Have you ever seen a plant that traps insects? Even though I do not understand plant physiology, my husband does and he has told me about some of them. So I went to his office to find out more. He said there are certain kinds of plants that are particularly good at what they do. We went through a plant handbook that has about 200 pages of information about certain kinds of plants and their various uses, and I read about carnivorous plants which trap insects.
The best known carnivorous plant is the white fly trap (Anethum prostrate). There are several species of flies that can be killed by an anthem. One species in particular, the red-tailed flytrap, can be found growing wild across most of southwest Ohio.
What makes this plant so good at trapping insects? It traps tiny fly larvae which hatch into very small flies which can do a great deal of damage to plants. A plant like the white fly trap, if we did not remove all the adult flies, would probably cause quite a bit of damage. The tiny adult fly larvae need a moist environment to grow and this will provide plenty of moisture for them to feed on. A huge amount of moisture could also cause the roots of the plant to rot.
All of us realize that the plant world is filled with predators. In nature, plants get hit by predators from all kinds of different animals. Insects are usually too small to be of any harm to plants. However, when you have a plant that traps insects, this means that it is a predator itself, and will want to eat whatever it can get its hand on. That means that sometimes a plant like the fly trap will start to kill other plants in the area.
This plant is called the ladybug eater. It traps ladybugs as well as other flying insects like mosquitoes. There are many different types of ladybug traps. All of them serve the same purpose: to catch and eat the tiny flying insects that are falling towards them in the air.
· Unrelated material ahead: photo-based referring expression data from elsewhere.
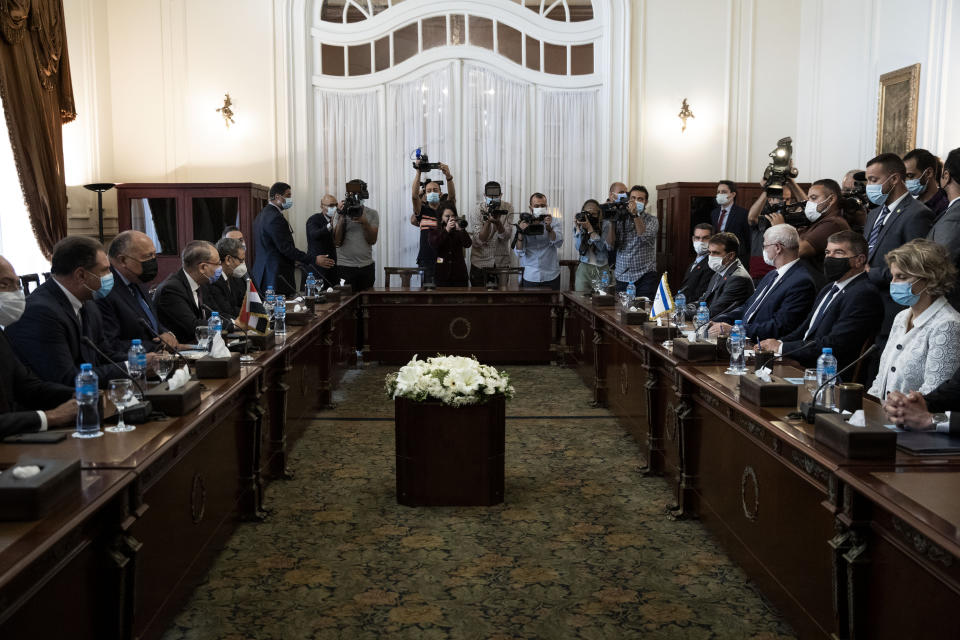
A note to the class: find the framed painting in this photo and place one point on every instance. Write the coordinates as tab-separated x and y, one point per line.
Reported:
897	112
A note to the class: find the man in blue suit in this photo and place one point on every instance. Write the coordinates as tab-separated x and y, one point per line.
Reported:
784	296
847	312
730	217
277	255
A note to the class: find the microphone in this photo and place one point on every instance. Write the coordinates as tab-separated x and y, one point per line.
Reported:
139	412
811	413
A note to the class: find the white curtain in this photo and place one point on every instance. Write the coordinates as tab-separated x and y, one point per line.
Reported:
567	165
419	113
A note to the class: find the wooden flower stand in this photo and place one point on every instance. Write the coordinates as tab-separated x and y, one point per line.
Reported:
449	456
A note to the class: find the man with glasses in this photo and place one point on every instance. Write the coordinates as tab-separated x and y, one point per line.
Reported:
180	299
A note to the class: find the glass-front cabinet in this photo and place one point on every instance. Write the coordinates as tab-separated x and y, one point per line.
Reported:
174	214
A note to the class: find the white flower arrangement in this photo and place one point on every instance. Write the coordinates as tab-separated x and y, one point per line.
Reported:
453	380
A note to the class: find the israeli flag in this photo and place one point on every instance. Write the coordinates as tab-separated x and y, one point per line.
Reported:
662	300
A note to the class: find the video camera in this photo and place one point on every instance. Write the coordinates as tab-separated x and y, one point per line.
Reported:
353	202
779	171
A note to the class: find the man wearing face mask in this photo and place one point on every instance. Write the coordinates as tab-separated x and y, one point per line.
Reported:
730	217
698	274
48	338
538	253
26	402
923	180
277	255
133	262
181	297
321	244
784	296
847	311
730	284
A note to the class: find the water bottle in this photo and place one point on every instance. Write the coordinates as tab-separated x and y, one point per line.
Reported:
137	364
88	397
702	320
826	369
735	346
215	325
280	316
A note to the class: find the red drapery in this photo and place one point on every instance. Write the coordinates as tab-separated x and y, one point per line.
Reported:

However, they differ in the way that the capture the insects because some fly traps have backs that they hold onto with their claws while others have suction cups on their bottoms.
Many people think that if a plant has hairs on it, then it is a great insect trap. But they are wrong! Yes, a plant that traps insects may have hairs on them but that does not mean that they are any better at capturing the insects than ordinary flies. They may have more hairs than the flies, but they are no better. What they are is an excellent way of removing the tiny flies that land on them, but not a good way of capturing or eating the insects that fall on them.
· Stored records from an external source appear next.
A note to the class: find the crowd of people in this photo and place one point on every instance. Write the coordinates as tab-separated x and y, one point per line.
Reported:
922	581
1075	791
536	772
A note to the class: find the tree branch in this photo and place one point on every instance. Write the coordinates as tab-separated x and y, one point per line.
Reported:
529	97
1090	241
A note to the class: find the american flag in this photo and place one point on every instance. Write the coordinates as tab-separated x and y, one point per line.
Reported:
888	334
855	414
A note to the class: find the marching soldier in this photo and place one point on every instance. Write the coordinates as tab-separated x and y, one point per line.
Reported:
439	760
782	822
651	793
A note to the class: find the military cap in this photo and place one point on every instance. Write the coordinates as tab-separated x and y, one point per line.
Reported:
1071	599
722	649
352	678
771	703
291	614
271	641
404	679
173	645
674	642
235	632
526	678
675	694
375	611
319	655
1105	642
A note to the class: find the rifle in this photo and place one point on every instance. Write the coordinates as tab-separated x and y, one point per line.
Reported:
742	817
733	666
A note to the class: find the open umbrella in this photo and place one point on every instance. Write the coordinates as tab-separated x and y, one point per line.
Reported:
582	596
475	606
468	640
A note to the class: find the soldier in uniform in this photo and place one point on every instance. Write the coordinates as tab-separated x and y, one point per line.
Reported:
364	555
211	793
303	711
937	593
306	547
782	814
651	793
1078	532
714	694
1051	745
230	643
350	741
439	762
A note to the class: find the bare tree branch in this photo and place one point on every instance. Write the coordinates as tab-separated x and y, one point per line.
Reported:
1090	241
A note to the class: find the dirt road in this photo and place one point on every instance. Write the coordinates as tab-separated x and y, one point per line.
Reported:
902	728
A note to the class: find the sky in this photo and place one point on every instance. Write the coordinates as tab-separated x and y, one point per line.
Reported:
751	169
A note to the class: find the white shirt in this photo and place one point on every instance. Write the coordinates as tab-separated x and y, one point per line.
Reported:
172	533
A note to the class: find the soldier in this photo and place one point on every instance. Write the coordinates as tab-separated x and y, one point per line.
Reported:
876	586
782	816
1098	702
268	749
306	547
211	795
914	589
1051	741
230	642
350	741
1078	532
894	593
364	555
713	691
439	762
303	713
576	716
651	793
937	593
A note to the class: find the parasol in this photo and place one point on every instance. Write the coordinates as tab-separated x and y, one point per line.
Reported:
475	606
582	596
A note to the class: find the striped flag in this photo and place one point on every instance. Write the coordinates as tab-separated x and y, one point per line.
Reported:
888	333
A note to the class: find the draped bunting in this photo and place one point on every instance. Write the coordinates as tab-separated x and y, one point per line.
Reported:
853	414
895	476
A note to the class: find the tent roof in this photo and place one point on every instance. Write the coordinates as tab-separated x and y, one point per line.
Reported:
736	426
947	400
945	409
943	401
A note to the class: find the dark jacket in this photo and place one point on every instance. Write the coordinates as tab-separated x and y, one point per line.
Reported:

The last type of fly trap is the fly swatter. These are usually made out of wood and are placed next to bushes, grass or weeds where the small flying insects come flying. Usually there are many of these around because there is no place for the flies to go. When you spot one of these fly swatters, just plant it next to an existing flower in your garden and the insect will just land on the plant and are caught by the swatter.
You should note that a plant that traps insects can be a beneficial as well as a harmful plant. The beneficial type do not harm the insects and do not harm the plant. They are best placed in places where there are other types of beneficial plants, preferably in places where there is not too much vegetation around.